Hamburg: Fernwärme aus Pommesfett

Altfette aus Haushalten füttern Biogasanlage

Die Stadtreinigung Hamburg macht ihren Kunden auf den Recyclinghöfen Volksdorfer Weg 196 (Sasel) und Kampweg 9 (Bergedorf) versuchsweise ein neues Entsorgungsangebot: ab 17. November können Hamburger Privathaushalte auf diesen beiden Recyclinghöfen kostenlos ihr Pflanzenöl, Frittieröl oder Bratfett umweltgerecht entsorgen. In einer Biogasanlage wird aus diesen Fetten und Ölen klimafreundliche Energie (Strom und Fernwärme) gewonnen, die in die Hamburger Energieversorgungsnetze eingespeist wird.

Die Problemstoffsammelstellen auf den beiden Recyclinghöfen nehmen bis zu zehn Liter Öle und Fette an, die möglichst frei von Speiseresten sein und in Kunststoffgefäßen (möglichst Originalgefäße verwendet) verpackt sein sollten.

Die Öle und Fette werden anschließend in die Biogasanlage Stellinger Moor gebracht.
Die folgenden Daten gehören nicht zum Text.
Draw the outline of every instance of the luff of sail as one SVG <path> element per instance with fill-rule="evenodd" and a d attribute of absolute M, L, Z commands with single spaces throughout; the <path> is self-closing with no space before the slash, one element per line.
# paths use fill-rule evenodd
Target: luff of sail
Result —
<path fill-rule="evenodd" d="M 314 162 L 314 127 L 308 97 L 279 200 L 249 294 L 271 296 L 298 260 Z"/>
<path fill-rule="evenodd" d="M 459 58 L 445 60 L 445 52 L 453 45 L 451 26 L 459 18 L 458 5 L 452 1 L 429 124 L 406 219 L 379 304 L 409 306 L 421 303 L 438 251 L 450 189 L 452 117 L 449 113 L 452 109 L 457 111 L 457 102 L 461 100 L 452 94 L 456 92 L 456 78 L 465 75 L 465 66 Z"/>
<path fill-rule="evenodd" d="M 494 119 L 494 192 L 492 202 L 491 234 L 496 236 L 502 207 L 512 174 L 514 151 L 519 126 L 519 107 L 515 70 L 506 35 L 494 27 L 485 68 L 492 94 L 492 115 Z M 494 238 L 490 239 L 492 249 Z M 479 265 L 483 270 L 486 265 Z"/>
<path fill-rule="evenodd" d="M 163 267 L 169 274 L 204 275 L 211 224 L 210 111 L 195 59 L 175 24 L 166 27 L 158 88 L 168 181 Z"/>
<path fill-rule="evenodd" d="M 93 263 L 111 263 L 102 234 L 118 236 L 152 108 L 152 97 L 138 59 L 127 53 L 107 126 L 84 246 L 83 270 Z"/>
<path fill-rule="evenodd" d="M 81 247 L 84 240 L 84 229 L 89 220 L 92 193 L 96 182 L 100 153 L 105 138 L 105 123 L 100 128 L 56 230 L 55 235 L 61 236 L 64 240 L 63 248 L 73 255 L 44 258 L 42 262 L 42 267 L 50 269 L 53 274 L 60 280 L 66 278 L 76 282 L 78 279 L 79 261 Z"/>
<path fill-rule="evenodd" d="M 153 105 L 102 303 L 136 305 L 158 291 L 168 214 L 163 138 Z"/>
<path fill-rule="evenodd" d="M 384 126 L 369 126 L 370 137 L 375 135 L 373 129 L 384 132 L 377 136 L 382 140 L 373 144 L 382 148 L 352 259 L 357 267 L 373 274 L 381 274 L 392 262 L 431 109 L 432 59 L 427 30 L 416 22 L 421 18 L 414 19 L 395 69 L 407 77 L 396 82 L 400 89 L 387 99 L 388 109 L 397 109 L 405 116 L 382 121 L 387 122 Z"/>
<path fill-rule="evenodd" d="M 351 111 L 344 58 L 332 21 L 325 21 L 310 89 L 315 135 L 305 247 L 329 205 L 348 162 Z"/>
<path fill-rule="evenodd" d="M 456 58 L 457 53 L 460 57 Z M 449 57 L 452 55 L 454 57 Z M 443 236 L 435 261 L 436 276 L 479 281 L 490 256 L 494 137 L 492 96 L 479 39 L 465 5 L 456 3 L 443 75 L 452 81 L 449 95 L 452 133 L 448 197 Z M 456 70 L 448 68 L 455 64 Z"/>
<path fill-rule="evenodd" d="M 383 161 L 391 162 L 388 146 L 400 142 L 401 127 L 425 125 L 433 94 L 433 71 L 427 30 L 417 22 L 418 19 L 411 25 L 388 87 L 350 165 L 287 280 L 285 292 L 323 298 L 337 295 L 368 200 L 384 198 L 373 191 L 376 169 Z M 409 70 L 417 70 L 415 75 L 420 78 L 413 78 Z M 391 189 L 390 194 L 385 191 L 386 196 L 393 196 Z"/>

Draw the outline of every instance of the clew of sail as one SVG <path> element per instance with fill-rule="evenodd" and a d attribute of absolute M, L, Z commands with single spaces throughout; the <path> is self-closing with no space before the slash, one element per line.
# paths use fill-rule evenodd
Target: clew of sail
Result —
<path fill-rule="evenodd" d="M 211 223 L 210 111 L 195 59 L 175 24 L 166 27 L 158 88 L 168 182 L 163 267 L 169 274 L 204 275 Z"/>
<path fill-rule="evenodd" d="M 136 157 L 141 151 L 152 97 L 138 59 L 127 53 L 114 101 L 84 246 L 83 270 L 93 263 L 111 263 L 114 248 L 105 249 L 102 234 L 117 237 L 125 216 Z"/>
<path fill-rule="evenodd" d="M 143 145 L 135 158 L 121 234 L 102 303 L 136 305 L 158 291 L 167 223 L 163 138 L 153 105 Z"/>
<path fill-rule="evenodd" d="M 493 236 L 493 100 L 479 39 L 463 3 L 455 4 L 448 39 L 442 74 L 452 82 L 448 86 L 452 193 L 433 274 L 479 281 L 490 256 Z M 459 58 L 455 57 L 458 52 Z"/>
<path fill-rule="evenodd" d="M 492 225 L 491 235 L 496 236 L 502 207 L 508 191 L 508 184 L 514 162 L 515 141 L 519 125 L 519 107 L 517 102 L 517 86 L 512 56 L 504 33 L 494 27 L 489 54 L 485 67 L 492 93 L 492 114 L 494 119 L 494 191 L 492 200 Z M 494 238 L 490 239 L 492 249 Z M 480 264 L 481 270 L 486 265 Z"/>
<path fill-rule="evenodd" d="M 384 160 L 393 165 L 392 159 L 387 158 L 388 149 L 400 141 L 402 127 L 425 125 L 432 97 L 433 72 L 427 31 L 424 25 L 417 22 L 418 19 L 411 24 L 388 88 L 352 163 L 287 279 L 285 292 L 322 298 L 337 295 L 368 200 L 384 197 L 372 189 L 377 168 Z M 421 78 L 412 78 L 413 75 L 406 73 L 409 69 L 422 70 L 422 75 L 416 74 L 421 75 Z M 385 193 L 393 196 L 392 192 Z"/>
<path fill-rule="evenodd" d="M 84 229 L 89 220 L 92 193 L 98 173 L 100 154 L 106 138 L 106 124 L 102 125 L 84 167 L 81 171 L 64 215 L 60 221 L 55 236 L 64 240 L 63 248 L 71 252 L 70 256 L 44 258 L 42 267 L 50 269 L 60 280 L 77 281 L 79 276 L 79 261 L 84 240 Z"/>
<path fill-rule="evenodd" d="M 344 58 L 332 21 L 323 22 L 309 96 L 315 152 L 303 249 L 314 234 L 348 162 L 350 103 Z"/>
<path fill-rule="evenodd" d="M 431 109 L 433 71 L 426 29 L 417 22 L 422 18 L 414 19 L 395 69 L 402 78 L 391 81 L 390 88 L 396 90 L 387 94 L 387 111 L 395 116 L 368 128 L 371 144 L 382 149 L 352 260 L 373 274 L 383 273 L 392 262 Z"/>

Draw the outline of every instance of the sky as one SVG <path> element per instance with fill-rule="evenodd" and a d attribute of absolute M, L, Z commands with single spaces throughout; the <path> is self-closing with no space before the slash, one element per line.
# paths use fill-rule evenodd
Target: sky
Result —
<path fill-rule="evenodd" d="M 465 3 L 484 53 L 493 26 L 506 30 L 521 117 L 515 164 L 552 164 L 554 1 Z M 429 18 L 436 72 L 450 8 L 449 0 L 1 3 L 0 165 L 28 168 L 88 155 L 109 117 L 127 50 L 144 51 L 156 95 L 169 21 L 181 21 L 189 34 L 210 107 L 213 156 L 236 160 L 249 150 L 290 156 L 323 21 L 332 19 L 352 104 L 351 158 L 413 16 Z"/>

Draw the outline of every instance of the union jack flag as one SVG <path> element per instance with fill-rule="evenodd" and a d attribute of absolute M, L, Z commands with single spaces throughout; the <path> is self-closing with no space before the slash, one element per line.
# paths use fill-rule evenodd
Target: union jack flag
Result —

Dort sorgen Bakterien bei einer Temperatur von ca. 38 Grad Celsius für die Umwandlung der biologischen Abfälle in Gas. Dieses ist mit einem Methangehalt von ca. 65 Prozent sehr energiereich. Nach einer Trocknung und Entschwefelung treibt das Gas einen Verbrennungsmotor in einem Blockheizkraftwerk an und ermöglicht so die Erzeugung von elektrischer und thermischer Energie. Die erzeugte Energie deckt als Strom und Wärme klimaneutral den Energiebedarf von ca. 2.500 Hamburger Haushalten. Auch die Rasenheizung und die Warmwasserversorgung der HSH Nordbank Arena wird mit Fernwärme aus der Biogasanlage betrieben.
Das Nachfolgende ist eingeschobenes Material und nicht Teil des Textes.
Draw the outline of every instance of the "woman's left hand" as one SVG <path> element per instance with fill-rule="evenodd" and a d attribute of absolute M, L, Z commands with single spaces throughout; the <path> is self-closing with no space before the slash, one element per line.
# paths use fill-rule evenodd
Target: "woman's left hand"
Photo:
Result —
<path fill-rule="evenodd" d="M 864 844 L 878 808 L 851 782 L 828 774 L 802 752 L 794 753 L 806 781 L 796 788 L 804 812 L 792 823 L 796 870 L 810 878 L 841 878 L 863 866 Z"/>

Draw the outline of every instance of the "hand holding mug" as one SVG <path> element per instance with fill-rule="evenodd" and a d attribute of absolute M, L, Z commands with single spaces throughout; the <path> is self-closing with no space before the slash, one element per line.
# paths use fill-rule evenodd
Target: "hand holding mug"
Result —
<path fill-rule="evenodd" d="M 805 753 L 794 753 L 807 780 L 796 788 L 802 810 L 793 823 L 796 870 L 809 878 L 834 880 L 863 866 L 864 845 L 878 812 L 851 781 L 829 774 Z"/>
Der Versuch ist zunächst auf ein halbes Jahr angelegt und soll die in Hamburg zu erwartende Menge dieses bisher meist über die graue Hausmülltonne entsorgten Abfalls ermitteln. Bei Erfolg kann die Sammlung auf weitere Höfe ausgedehnt werden. Durch die getrennte Erfassung dieser Abfallfraktion wird auch die Belastung des häuslichen Abwassers verringert.